新規事業創出プログラムに参加するにあたっての社内調整について、八城氏は、「(社長の)私には直接言ってくることはなかったが、何をやろうとしているのか、いつまでにいくらの収入が得られるのか、懸念する声が一部で上がっていた。新たなことを始める難しさや壁を実感した」と赤裸々に語った。

新谷氏も社内で同様のことがあったと言い、「どうしても短期の結果を求めてしまう」と、成果が出るまでに時間がかかる環境領域の新規事業ならではの困難さを伝えた。それでも、両者は10年先20年先を見据えながら、社内の協力者を増やしながら前進していると熱く語った。

▲クニヒロ株式会社 代表取締役社長 新谷 真寿美氏

●新規事業で求められるスピード感。受発注の関係では、共創は成り立たない

今回のプログラムは4カ月と期間が限られていた。このことについて、田中氏は「普段だったら1時間かけて行う議論を、オンラインで30分で完結させるようなスピード感だった。着いて行くことは大変だったが、今回の4か月間の実証も、社内だけだと1年近くかかっていたと思う。新規事業とはこういうものなのだと、体感することができた」と話した。それに対し、石﨑氏も「すごいスピード感だった」と同意し、「最初はまったくついていけなかった。どうしても出来る範囲のことだけで済まそうとしていた。限界を突破していく感覚に、最後のほうでようやく慣れてきた」と感想を述べた。
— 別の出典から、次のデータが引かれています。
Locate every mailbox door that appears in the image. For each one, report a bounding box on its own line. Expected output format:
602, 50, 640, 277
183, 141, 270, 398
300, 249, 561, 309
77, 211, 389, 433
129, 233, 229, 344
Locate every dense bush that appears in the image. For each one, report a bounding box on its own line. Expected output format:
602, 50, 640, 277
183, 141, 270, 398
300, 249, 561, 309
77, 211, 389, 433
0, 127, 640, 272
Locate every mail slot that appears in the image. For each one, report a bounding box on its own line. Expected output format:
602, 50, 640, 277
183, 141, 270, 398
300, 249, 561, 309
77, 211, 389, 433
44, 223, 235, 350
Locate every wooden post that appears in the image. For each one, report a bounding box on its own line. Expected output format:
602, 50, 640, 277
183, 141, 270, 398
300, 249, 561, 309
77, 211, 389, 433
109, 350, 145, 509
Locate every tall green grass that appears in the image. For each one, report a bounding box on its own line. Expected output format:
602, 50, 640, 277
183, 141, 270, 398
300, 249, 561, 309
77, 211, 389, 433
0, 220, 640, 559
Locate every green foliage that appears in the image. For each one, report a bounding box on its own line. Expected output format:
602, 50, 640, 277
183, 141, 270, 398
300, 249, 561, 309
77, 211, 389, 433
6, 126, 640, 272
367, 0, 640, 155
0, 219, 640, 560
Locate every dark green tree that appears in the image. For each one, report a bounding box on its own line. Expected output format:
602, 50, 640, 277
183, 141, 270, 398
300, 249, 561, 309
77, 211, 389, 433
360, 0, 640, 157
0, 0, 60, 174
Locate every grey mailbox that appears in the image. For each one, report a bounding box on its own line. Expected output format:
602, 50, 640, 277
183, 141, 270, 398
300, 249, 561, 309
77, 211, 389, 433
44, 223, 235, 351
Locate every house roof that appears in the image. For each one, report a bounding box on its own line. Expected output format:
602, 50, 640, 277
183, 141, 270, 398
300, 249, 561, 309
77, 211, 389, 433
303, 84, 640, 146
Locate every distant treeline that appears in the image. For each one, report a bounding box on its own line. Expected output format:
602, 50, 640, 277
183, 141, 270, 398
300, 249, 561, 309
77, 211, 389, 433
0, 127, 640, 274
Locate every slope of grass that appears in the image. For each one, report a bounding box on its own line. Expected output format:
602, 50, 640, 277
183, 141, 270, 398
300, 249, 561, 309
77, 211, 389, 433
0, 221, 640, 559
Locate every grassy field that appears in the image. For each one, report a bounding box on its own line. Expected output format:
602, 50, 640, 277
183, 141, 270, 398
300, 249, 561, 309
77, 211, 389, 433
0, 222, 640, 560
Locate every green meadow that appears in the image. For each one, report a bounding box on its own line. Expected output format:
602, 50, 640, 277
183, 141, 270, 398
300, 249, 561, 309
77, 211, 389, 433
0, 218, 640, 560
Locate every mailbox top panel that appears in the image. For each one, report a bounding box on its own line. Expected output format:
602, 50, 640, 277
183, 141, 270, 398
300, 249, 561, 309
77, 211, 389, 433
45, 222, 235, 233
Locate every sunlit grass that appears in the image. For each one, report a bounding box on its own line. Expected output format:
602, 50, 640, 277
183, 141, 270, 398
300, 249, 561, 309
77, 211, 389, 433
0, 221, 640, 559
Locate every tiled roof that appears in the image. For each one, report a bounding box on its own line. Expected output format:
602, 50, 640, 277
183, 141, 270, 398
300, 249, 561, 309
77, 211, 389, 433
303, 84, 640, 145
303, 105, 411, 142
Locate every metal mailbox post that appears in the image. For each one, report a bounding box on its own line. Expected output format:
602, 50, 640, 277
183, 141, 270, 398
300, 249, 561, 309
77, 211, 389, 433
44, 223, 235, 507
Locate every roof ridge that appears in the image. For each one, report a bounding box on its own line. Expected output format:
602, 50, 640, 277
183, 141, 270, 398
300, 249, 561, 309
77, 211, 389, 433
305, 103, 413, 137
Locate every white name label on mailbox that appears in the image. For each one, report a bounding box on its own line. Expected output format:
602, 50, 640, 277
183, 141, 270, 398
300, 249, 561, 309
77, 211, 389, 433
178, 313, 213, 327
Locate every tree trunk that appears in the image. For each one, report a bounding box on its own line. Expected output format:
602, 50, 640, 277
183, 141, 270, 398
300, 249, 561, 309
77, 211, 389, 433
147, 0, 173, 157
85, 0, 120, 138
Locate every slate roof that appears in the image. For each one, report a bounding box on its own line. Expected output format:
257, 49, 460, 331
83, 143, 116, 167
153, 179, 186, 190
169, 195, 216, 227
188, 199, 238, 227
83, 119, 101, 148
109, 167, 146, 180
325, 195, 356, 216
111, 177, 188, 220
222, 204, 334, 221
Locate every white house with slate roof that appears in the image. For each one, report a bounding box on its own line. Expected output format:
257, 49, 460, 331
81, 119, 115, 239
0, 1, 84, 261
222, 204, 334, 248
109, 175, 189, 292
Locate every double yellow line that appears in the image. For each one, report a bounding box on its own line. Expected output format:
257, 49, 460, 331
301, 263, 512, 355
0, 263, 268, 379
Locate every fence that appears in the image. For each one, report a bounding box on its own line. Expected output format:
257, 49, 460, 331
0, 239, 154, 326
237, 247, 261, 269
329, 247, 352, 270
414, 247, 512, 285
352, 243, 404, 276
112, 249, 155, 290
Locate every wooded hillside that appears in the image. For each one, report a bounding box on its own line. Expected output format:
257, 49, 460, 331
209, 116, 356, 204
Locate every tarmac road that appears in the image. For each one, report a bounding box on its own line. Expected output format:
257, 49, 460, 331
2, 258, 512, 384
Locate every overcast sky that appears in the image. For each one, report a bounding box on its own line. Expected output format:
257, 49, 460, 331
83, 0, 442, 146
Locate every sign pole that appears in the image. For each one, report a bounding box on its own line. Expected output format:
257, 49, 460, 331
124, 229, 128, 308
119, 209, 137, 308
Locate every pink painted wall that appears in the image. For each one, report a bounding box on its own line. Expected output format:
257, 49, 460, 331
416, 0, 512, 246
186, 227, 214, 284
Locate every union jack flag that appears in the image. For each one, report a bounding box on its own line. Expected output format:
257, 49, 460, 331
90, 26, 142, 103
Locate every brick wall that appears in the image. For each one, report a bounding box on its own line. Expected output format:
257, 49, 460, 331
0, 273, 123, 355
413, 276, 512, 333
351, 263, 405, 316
▲株式会社石﨑ホールディングス 代表取締役社長 石﨑 泰次郎氏

共創を行うことについて、八城氏は「これまでずっと受注生産のスタイルが当たり前だった。今回も、私たちがこれまでずっと行っていた仕事の仕方を続けてしまい、(パートナー企業の)アブソラボさんにグイグイと引っ張ってもらうばかりだったと思う。パートナーとの関係を縦のラインで考えるクセが抜けておらず、共創というよりも、相手が言うことを形にするという「受発注」の関係になりかけていたと感じる。しかし、それではいけないと気付いた。本当の意味で共創になったのが、最後の1カ月かもしれない」と振り返った。

▲株式会社八城工業 代表取締役社長 八城 祐氏

今後の展望について新谷氏は、「プログラムは今日で一つの区切りとなるが、共創プロジェクトはこのまま継続する。本当に価値のあるものが生み出せるかは未知数だが、牡蠣を100%消費するという夢を実現することが、業界のためにもなると信じている。改めて社内体制を整えて、ビジョンを達成するまで5年、10年と続ける方針だ」と熱意を伝えた。

石﨑氏、田中氏、八城氏もこれに同意。最後に「環境における新規事業は難しさがあるのも事実だが、その分、大きなチャンスがある。自社だけで課題の解決ができないことも、共創で可能にできることも多い。何より、オープンイノベーションは視野を広げてくれる。やろうか迷っているのならやったほうがいい」と登壇者から前向きなメッセージが伝えられた。

▲広島経済レポート 取締役編集次長 梶原 恭平氏

* * * *

記事の<後編>では、ホスト企業とパートナー企業による「CO-CREATION PITCH」共創ピッチにフォーカスする。4つの共創プロジェクトの具体的な中身とは?そして、審査員から高い評価を得て、「審査員賞」を獲得したのはどのチームか?――詳しく紹介していく。

(編集:眞田幸剛、文:中谷藤士、撮影:齊木恵太)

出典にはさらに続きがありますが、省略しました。